Vu la procédure suivante :
Procédure contentieuse antérieure :
M. I... D..., agissant en son nom et au nom de l'enfant Djenny B... D... Nzita, a demandé au tribunal administratif de Nantes, tout d'abord, d'annuler la décision par laquelle la commission de recours contre les décisions de refus de visa d'entrée en France a implicitement rejeté le recours, réceptionné le 17 octobre 2022, contre la décision de l'autorité diplomatique française en République démocratique du Congo refusant de délivrer à l'enfant Djenny B... D... Nzita un visa de long séjour au titre de la procédure de réunification familiale, ensuite, d'enjoindre au ministre de l'intérieur de délivrer le visa sollicité dans un délai de quinze jours à compter de la notification de la décision à venir, sous astreinte de 150 euros par jour de retard, enfin, de mettre à la charge de l'Etat le versement d'une somme de 1 800 euros à lui verser en application des dispositions de l'article L. 761-1 du code de justice administrative.
Par un jugement n° 2300780 du 1er décembre 2023, le tribunal administratif de Nantes a rejeté la demande.
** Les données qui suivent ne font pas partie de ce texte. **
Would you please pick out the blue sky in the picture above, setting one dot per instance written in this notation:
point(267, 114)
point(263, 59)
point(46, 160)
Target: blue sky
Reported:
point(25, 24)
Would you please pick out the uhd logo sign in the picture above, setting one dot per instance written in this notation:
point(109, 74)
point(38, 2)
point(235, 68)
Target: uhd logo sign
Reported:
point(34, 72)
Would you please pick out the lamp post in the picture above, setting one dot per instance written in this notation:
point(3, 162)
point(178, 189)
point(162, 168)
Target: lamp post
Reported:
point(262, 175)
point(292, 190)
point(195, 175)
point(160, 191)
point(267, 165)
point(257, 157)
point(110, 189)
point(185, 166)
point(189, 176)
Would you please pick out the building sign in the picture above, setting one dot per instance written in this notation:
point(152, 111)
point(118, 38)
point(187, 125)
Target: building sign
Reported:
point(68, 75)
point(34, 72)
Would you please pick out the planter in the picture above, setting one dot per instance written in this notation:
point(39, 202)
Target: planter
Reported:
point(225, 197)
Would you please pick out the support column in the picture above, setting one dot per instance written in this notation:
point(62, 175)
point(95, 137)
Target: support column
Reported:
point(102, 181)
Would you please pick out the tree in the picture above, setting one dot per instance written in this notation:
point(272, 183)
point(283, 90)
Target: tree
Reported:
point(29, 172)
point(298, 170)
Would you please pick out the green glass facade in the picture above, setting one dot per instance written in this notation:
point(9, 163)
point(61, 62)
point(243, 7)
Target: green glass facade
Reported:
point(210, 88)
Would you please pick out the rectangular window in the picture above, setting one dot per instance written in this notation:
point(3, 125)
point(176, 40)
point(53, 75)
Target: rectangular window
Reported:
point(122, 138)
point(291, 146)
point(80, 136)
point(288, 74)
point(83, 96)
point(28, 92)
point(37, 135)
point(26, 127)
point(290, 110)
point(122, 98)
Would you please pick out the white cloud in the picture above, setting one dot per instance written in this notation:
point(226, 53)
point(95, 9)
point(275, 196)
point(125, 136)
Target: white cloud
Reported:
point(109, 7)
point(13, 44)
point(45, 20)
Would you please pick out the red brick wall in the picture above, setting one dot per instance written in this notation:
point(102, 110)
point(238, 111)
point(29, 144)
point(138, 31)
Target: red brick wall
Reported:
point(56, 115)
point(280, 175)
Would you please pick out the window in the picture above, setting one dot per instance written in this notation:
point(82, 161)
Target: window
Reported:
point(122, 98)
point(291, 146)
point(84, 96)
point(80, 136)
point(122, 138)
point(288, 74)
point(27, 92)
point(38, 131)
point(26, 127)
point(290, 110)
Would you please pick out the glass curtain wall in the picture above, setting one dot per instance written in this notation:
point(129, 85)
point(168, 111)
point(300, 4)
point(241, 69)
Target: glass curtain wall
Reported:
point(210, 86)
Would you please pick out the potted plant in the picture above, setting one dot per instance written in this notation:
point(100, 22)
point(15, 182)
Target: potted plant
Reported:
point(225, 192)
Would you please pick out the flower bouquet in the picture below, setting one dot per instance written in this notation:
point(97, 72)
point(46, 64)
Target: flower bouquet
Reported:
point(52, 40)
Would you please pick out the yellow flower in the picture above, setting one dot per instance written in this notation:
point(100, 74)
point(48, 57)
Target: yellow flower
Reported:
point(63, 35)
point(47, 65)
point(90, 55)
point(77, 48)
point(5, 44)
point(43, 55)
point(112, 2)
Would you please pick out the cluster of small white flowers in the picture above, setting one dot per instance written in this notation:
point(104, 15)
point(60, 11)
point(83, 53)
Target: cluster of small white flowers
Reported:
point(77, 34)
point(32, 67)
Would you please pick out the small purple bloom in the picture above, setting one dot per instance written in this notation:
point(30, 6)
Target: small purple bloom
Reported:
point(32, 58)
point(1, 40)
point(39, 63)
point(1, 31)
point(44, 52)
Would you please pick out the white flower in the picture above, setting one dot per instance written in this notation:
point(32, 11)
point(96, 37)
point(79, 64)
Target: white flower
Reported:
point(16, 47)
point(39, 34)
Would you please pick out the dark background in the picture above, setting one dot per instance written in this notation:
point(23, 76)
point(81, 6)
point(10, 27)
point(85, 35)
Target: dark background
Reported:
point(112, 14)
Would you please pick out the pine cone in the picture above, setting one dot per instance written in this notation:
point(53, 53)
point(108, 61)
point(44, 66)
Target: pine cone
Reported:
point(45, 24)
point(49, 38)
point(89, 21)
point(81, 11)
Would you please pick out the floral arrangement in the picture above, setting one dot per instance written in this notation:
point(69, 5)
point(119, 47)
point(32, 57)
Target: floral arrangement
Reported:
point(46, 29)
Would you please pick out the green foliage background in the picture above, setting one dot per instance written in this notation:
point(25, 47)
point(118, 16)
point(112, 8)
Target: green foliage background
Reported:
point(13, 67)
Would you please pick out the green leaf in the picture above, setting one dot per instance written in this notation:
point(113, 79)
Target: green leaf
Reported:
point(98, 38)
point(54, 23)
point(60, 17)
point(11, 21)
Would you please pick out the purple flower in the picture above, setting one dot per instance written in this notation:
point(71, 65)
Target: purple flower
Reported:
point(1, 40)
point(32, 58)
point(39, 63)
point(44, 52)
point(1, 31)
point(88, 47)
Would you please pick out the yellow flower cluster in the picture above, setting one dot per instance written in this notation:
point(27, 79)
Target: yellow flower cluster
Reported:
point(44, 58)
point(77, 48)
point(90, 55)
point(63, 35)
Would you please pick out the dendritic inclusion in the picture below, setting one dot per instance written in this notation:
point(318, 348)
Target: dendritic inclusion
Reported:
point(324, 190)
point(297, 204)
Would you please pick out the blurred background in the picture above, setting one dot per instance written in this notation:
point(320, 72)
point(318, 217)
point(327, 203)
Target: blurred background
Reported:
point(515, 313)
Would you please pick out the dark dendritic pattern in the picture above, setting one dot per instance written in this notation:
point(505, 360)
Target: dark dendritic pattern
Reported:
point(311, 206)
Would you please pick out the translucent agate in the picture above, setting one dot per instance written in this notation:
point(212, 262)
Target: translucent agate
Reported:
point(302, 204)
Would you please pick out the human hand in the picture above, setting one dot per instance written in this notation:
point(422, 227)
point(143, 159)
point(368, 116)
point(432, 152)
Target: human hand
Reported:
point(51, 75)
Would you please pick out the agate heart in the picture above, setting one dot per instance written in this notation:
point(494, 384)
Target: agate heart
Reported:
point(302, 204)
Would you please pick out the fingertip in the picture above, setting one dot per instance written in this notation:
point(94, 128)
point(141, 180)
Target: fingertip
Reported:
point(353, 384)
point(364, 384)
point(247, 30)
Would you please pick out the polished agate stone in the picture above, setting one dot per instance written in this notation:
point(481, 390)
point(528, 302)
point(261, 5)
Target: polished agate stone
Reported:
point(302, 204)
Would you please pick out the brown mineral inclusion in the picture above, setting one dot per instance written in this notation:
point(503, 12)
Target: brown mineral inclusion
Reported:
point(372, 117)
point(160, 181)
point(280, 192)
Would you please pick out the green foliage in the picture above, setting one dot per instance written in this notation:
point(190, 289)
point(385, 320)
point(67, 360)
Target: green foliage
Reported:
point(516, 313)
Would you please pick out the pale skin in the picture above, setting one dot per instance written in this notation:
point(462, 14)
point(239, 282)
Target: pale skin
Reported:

Procédure devant la cour :
Par une requête, enregistrée le 1er février 2024, M. I... D..., agissant tant en son nom qu'en qualité de représentant légal de l'enfant Djenny B... D... Nzita, représenté par Me Chauvière, demande à la cour :
1°) d'annuler ce jugement du 1er décembre 2023 du tribunal administratif de Nantes ;
2°) d'annuler la décision par laquelle la commission de recours contre les décisions de refus de visa d'entrée en France a implicitement rejeté le recours, réceptionné le 17 octobre 2022, contre la décision de l'autorité diplomatique française en République démocratique du Congo refusant de délivrer à l'enfant Djenny B... D... Nzita un visa de long séjour au titre de la procédure de réunification familiale ;
3°) d'annuler la décision du 12 janvier 2023 de l'autorité diplomatique française en République démocratique du Congo ;
4°) d'enjoindre au ministre de l'intérieur de lui délivrer le visa sollicité dans un délai de sept jours à compter de la notification de l'arrêt à intervenir sous astreinte de 150 euros par jour de retard ;
5°) de mettre à la charge de l'Etat le versement d'une somme de 1800 euros en application des dispositions de l'article L. 761-1 du code de justice administrative.
Il soutient que :
- la décision est dépourvue de motivation ;
- la décision est entachée d'erreur d'appréciation au regard de l'article L. 752-1 du code de l'entrée et du séjour des étrangers et du droit d'asile dès lors que les actes d'état civil versés au dossier sont authentiques et permettent d'établir la filiation de l'enfant laquelle ressort également d'éléments de possession d'état ; les actes versés ont été établis en les formes usitées dans le pays et ne peuvent en aucun cas faire l'objet de contestation et ne font d'ailleurs l'objet d'aucune critique, à l'exception de deux phrases lapidaires : " les documents produits ne sont pas probants et vos déclarations conduisent à conclure à une tentative frauduleuse pour obtenir un visa au titre de la réunification familiale ".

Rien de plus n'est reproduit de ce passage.